Keys to Success, Perils and Pitfalls

Prevention, prevention, prevention! Luckily, abdominal compartment syndrome has fallen in frequency over recent years. This is largely due to our understanding of the harm of high-volume crystalloid resuscitations. High-volume resuscitations should be avoided in favor of goal-directed therapy and patients receiving high-volume resuscitations should be monitored closely with frequent intra-abdominal bladder pressures (IABP) to identify and follow intra-abdominal hypertension.

Preparation is key! The more prepared you are for this procedure, the easier things will go.

An extra set of hands is crucial for this procedure. While an experienced set of hands is ideal, an inexperienced provider can provide adequate retraction for the surgeon, in order to explore the abdomen, control hemorrhage, and apply a negative pressure dressing.

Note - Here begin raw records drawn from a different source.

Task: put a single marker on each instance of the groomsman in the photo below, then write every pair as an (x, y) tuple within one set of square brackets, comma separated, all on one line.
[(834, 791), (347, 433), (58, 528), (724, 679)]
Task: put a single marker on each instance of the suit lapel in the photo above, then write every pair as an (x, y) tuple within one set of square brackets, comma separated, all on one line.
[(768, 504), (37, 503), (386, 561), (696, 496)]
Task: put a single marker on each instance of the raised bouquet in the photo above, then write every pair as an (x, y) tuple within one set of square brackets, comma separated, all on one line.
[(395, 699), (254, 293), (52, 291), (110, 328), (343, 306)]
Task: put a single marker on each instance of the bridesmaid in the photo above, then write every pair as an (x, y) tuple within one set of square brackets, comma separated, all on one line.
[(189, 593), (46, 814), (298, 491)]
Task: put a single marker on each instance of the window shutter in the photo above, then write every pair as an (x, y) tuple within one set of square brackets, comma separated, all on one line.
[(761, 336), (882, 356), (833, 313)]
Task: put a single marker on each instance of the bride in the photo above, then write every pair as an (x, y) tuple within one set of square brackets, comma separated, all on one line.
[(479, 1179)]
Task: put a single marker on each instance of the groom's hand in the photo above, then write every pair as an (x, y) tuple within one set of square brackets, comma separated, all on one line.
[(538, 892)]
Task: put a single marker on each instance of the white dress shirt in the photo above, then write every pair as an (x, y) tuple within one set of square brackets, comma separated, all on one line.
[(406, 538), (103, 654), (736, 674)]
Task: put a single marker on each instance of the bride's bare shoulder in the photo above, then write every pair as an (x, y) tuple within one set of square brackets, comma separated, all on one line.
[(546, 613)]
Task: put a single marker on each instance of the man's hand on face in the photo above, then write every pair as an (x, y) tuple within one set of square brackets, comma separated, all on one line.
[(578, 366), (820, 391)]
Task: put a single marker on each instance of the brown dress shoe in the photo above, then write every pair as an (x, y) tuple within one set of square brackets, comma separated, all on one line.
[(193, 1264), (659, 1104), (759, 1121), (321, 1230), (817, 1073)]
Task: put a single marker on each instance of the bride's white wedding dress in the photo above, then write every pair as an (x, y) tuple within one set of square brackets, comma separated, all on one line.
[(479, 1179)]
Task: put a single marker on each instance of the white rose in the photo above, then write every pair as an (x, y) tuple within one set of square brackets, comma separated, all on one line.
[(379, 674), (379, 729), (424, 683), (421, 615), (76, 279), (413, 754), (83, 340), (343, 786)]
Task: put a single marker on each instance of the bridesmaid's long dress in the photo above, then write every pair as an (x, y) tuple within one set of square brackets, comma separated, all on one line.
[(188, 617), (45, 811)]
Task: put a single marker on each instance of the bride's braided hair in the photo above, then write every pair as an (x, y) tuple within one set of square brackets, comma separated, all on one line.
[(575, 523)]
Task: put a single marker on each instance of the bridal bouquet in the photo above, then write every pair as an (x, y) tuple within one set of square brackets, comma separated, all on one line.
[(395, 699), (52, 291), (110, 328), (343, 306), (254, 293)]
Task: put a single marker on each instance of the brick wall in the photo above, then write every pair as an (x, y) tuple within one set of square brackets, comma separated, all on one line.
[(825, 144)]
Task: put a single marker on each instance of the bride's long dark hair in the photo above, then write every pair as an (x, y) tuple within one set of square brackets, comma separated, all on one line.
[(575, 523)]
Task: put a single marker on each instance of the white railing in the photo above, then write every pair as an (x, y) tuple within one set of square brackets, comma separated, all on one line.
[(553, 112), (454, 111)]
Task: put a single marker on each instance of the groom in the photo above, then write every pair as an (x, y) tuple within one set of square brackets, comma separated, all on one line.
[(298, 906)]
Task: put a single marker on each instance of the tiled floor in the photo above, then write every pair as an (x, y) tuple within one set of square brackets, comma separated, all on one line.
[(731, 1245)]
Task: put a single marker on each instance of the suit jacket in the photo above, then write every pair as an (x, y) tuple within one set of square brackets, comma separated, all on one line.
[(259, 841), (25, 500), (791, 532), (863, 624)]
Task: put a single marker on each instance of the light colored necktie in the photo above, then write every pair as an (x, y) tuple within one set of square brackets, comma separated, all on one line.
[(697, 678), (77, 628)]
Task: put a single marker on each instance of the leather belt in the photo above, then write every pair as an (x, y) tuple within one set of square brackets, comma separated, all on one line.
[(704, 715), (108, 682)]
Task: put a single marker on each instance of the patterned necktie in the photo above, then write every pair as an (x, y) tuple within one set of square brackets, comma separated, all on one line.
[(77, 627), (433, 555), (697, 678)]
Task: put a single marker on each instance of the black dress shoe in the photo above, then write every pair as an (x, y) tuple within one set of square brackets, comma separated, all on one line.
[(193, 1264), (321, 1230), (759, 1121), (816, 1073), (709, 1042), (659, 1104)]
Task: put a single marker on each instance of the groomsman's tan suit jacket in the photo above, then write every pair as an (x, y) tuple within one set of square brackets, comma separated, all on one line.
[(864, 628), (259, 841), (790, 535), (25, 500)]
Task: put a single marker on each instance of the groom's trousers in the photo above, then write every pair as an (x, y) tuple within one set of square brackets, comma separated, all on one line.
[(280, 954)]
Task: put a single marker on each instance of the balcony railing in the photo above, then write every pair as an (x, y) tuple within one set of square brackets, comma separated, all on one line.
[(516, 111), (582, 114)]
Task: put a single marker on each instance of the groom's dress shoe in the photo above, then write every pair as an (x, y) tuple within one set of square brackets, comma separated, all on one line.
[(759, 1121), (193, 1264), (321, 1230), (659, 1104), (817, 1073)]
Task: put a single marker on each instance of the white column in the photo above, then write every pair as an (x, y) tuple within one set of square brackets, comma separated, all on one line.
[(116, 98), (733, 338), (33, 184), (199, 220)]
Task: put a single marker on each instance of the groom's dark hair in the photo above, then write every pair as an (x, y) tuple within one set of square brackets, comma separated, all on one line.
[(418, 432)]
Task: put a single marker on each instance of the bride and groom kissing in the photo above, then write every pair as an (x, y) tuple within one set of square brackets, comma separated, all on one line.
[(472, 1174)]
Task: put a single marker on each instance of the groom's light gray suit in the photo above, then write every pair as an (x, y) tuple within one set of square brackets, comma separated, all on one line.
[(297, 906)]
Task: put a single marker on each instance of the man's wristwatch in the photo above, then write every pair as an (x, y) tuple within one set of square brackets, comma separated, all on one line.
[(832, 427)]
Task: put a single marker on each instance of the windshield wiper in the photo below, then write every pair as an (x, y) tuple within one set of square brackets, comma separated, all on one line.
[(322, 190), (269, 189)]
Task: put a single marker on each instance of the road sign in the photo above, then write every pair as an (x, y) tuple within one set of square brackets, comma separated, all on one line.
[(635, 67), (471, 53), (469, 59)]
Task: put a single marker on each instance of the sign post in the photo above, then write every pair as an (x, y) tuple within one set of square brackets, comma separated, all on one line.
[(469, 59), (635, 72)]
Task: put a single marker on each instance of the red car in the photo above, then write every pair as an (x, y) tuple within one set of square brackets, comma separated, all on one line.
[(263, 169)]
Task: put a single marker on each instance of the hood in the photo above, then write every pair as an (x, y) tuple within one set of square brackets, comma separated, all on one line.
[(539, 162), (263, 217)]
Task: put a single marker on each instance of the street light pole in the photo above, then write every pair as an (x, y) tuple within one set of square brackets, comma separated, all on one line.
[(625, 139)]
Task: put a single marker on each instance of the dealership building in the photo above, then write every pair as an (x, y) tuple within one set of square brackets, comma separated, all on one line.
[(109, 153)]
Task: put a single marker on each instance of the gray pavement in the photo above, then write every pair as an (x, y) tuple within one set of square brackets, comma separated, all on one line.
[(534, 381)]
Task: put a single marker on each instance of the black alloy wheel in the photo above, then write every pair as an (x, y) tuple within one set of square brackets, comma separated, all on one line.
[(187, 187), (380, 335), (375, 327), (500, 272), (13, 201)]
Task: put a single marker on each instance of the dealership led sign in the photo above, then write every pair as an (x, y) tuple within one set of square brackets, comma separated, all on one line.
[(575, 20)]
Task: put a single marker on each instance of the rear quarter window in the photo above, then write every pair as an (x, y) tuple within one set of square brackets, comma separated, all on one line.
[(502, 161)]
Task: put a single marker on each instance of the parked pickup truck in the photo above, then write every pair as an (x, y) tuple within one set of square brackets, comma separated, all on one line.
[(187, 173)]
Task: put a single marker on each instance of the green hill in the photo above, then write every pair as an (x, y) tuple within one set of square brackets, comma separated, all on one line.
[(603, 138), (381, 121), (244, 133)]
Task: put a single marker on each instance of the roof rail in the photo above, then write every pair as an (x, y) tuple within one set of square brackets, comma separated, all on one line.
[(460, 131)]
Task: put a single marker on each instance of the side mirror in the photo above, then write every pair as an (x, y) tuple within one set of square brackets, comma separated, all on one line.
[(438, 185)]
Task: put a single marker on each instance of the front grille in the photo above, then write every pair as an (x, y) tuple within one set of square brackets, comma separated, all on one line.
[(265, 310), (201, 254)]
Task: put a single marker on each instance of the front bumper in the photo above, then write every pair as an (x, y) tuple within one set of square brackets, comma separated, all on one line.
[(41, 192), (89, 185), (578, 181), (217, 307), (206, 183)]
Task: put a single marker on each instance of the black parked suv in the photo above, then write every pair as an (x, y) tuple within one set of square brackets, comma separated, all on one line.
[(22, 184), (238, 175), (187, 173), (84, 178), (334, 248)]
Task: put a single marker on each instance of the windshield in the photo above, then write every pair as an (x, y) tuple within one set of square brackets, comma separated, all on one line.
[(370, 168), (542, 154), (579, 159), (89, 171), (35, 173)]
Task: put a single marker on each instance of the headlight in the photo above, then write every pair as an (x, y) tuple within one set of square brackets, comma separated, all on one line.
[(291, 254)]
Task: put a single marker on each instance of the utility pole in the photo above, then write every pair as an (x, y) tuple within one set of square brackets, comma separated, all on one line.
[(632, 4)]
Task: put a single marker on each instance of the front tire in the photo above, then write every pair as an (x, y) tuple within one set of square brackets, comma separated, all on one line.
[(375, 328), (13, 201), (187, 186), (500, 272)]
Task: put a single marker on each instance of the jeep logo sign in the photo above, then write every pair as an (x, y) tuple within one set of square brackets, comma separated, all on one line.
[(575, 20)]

The surgical supplies of drapes, suction, electrocautery, and a basic laparotomy pan are mandatory. A linear stapler should also be considered if there is concern for bowel ischemia which may require a resection. A skin stapler is very useful for securing all drapes and adjuncts safely on the table. If there is large volume ascites, there may be liters of fluid for evacuation. Therefore, multiple suction canisters are needed on opening the abdomen for ACS.

Resuscitation is ongoing during this procedure, and additional IV crystalloid should be readily available as well as blood products if needed. Code drugs, including epinephrine, calcium, atropine, and bicarbonate are needed to be readily accessible.

CPT Coding

XLAP

XLAP 35840 – Exploration for postoperative hemorrhage, thrombosis or infection; abdomen

XLAP 49002 – Reopening of recent laparotomy

M79.A3. Non traumatic abdominal compartment syndrome

T79.A3XA. Traumatic abdominal compartment syndrome

Summary

Failure to recognize IAH prior to progression of ACS results in hypoperfusion and may ultimately lead to multisystem organ failure and death. ACS can affect the function of nearly every organ system. Bladder pressure monitoring is the standard method to screen for IAH and ACS. Surgical decompression should not be delayed in patients with ACS and may lead to increased mortality [5].